Director: Matt Bettinelli-Olpin, Tyler Gillett
Cast: Melissa Barrera, Jasmin Savoy Brown, Jenna Ortega, Mason Gooding
Have I Seen it Before: Nope, brand new. Well, sort of brand new.
Did I Like It: No review of this film will probably be complete without reckoning with the elephant steadfastly refusing to enter the room, Neve Campbell’s Sidney Prescott**. Campbell’s decision to not participate in the film did nothing to remove her from the suspect list. That the filmmakers were still able without skipping a beat to get this film into theaters inside of a year after the release of Scream (2022) tells me pretty clearly that Sidney was not a vital part of this story. Watching it unfold makes it pretty clear that the film probably wouldn’t have room for her. Campbell claims that she was being undervalued by the franchise she has brought so much to in the past, and in a series where it is important to not believe much of what we are told, I believe her completely.
That aside, I find this new film to be an exercise in half measures. The opening sequence—with Ghostfaces upon Ghostfaces being hunted by other Ghostfaces—is promising to the point that I think the series may have found a new lease on life that I was never completely convinced had been earned in last year’s entry. What’s more, spending time with the new “core four” characters this time was so engaging that I doubled down on my desire for six more Screams to come. This doesn’t even cover the fact that Gale Weathers (Courtney Cox, the only original cast member to return, even though I have sneaking suspicion that Matthew Lillard is in a cell somewhere, waiting for Scream 7–Sceaivii?—to come find him) gave Ghostface the fake out we all didn’t know we had been waiting for for nearly thirty years.

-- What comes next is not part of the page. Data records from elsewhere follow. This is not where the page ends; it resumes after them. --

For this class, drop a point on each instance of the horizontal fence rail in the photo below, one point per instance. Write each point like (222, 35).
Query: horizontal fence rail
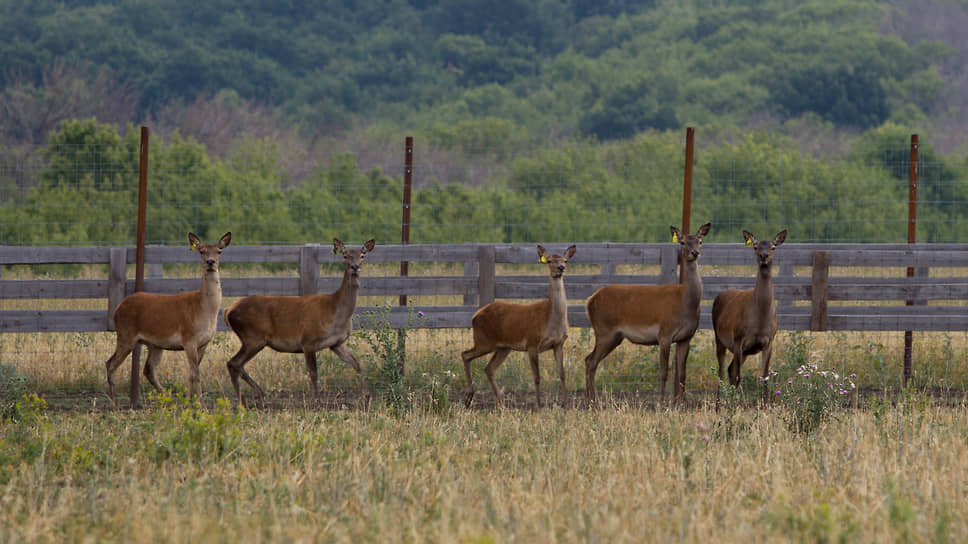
(859, 287)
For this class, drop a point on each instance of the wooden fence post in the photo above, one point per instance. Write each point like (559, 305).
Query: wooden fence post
(486, 275)
(818, 291)
(669, 260)
(470, 271)
(308, 269)
(116, 278)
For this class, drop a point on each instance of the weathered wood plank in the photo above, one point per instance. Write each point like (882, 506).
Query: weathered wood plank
(53, 255)
(47, 289)
(116, 279)
(52, 321)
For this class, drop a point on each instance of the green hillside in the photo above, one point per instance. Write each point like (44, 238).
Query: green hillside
(535, 120)
(608, 69)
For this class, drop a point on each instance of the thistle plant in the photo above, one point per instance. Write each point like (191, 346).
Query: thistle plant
(812, 396)
(389, 346)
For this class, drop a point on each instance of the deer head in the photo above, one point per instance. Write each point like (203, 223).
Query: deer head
(556, 263)
(764, 248)
(690, 244)
(210, 253)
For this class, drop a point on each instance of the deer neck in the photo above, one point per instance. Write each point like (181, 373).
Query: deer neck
(346, 296)
(211, 291)
(556, 296)
(763, 292)
(691, 285)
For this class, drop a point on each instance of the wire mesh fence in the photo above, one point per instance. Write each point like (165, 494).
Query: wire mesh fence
(81, 190)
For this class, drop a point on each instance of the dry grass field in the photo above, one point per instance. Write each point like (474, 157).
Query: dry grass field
(894, 471)
(884, 464)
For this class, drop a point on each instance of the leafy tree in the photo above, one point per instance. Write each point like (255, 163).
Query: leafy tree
(628, 110)
(844, 95)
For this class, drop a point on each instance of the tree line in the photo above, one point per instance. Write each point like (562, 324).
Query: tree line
(623, 191)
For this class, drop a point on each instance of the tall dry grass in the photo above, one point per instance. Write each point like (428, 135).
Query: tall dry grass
(895, 472)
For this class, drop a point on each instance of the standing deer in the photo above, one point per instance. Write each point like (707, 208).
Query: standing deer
(501, 327)
(185, 321)
(745, 320)
(650, 315)
(299, 324)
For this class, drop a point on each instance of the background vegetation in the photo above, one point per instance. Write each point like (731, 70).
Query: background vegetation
(293, 118)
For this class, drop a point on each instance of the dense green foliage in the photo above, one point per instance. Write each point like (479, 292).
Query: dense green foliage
(609, 69)
(574, 108)
(624, 191)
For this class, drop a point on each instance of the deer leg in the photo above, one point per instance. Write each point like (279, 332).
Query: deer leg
(194, 357)
(467, 356)
(151, 363)
(311, 367)
(536, 372)
(766, 355)
(347, 356)
(682, 355)
(736, 366)
(603, 346)
(721, 358)
(499, 355)
(236, 366)
(120, 354)
(664, 349)
(560, 359)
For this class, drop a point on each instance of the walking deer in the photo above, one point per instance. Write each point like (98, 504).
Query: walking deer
(501, 327)
(745, 321)
(185, 321)
(650, 315)
(299, 324)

And then the ending happens, and most (but not all) of that promise goes up in smoke. Difficult to talk about the ending of a Scream without playing all of the available spoiler cards, but it’s a little disappointing that the new character played by the most famous actor in the cast winds up being behind it all. That’s a rule that will get you to solution of most crime procedural episodes before the second commercial break. That the whole affair ends up being a barely warmed-over rehash of the series-best Scream 2 (1997) doesn’t help anything. And the fact that both the protagonists and the villains of the piece could all come together and agree that Sidney Prescott should not be bothered right now strains the credulity of even the most naive of moviegoers. Namely, me.
Maybe we did need Sidney and Neve Campbell after all.
*Or is the title really SCREAIVI? I’m honestly not sure.
**Which I absolutely typed as Sidney Bristow originally. Thank Wes Craven that I was able to catch that one before sending the review to the press.